Friday’s summit is most certainly impressive, and the optimism bubbling out of the Korean peninsula is a welcome change from the familiar stories of underground nuclear detonations, ballistic missile tests, and “fire and fury.” During his election campaign, Moon made engagement with North Korea a cornerstone of his foreign policy, and President Donald Trump is hungry to cement his legacy as the U.S. president that brought peace on the Korean peninsula. The temptation to perceive these developments as a once-in-a-lifetime opportunity to catch lightning in a bottle looms large. Both presidents are hungry for it, North Korea seems to be offering it, and the first summit kicked things off with a great start. So can we hope for peace?

Not yet.

The fact of the matter is, despite all of these positive developments, the strategic context remains unchanged. North Korea still remains a poor, weak country, acutely vulnerable to U.S. and South Korean invasion, and nuclear weapons continue to serve as an effective deterrent. Given these conditions, taking North Korea’s charm offensive at face value is unwise. Everything North Korea does is designed to achieve two things: ensure regime survival and pry South Korea away from the United States, eventually leading to complete U.S. withdrawal from the region.

Looking Forward to the U.S.-North Korea Summit

This brings us to the next historic summit between Trump and Kim. North Korea seems to be pulling from a playbook it has already used in the past, but this time, its adversary is one of the most inept, distracted, and fractured administrations in U.S. history.
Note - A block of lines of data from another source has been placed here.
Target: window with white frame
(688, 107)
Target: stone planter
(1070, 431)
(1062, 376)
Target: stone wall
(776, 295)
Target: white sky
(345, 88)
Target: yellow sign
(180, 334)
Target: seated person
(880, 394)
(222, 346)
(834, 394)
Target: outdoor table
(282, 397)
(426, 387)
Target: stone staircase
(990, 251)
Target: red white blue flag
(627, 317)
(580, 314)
It is one that has consistently questioned the value of alliances and actively undermined alliance cohesion. Furthermore, the United States is especially unprepared for Korean affairs: the ambassador’s seat in Seoul remains empty, the State Department’s most senior North Korea hand went into early retirement, and the State Department remains gutted after the disastrous tenure of Rex Tillerson. It is not beyond the realm of possibility that Pyongyang finds this particular administration, at this particular moment in history, to be the opportune moment to execute whatever machinations they have prepared.
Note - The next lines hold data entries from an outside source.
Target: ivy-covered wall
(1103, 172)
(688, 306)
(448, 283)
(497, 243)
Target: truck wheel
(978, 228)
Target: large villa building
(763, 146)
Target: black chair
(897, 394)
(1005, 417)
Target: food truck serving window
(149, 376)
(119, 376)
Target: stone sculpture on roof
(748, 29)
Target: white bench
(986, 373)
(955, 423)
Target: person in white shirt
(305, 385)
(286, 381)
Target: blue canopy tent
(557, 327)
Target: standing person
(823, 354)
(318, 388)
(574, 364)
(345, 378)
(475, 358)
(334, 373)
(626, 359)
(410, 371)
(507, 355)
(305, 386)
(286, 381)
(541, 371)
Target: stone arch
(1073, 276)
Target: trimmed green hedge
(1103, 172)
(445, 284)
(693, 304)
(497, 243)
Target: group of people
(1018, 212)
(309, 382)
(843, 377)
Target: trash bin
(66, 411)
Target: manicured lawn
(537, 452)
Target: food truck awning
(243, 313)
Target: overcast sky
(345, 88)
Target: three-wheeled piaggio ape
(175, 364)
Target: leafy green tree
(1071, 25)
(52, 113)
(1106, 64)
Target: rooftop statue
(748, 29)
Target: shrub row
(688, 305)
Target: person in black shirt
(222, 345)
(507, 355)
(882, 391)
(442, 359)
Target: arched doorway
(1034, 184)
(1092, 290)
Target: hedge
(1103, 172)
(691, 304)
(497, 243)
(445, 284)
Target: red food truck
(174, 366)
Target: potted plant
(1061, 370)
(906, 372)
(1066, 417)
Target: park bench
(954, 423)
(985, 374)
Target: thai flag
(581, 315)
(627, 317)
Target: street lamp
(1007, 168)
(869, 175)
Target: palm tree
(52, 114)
This is not pessimism for the mere sake of pessimism. One only needs to take a cold, hard look at recent historical record and the current strategic picture to know that with North Korea, nothing comes easy. U.S. and South Korean policymakers must accept that this is a long, slow, and painful process, and miscommunication, misinterpretation, or even a few angry tweets can derail the fragile progress made so far. Leaders in Washington and Seoul must avoid aiming for the grand-slam, marquee victory. Instead, it is precisely the time to do the opposite: they must keep their cool, coordinate as closely as they can, and, most importantly, set clear, attainable goals for the short-term.
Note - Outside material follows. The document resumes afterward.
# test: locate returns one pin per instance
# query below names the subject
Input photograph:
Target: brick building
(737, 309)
The Trump administration will be going into the summit with only denuclearization in mind. For the time being, we need to forget complete, verifiable, irreversible denuclearization. The emphasis, instead, should be on keeping the North Koreans at the negotiating table, forging deeper patterns of cooperation between the three countries, and maintaining the momentum to eventually achieve peace and denuclearization. In other words, South Korean officials have their work cut out for them: they must carefully brief their U.S. counterparts, temper Trump’s expectations, and build upon the achievements of Friday’s summit. Washington and Seoul must be in lockstep with one another and be fully aware of each other’s policies, strategies, and intentions lest we repeat the mistakes of the past. In Vice President Mike Pence’s own words, there must be no daylight between the two countries.

Harry Sa is a Senior Analyst with the United States Programme at the S. Rajaratnam School of International Studies (RSIS), Nanyang Technological University, Singapore. He is from Los Angeles, California.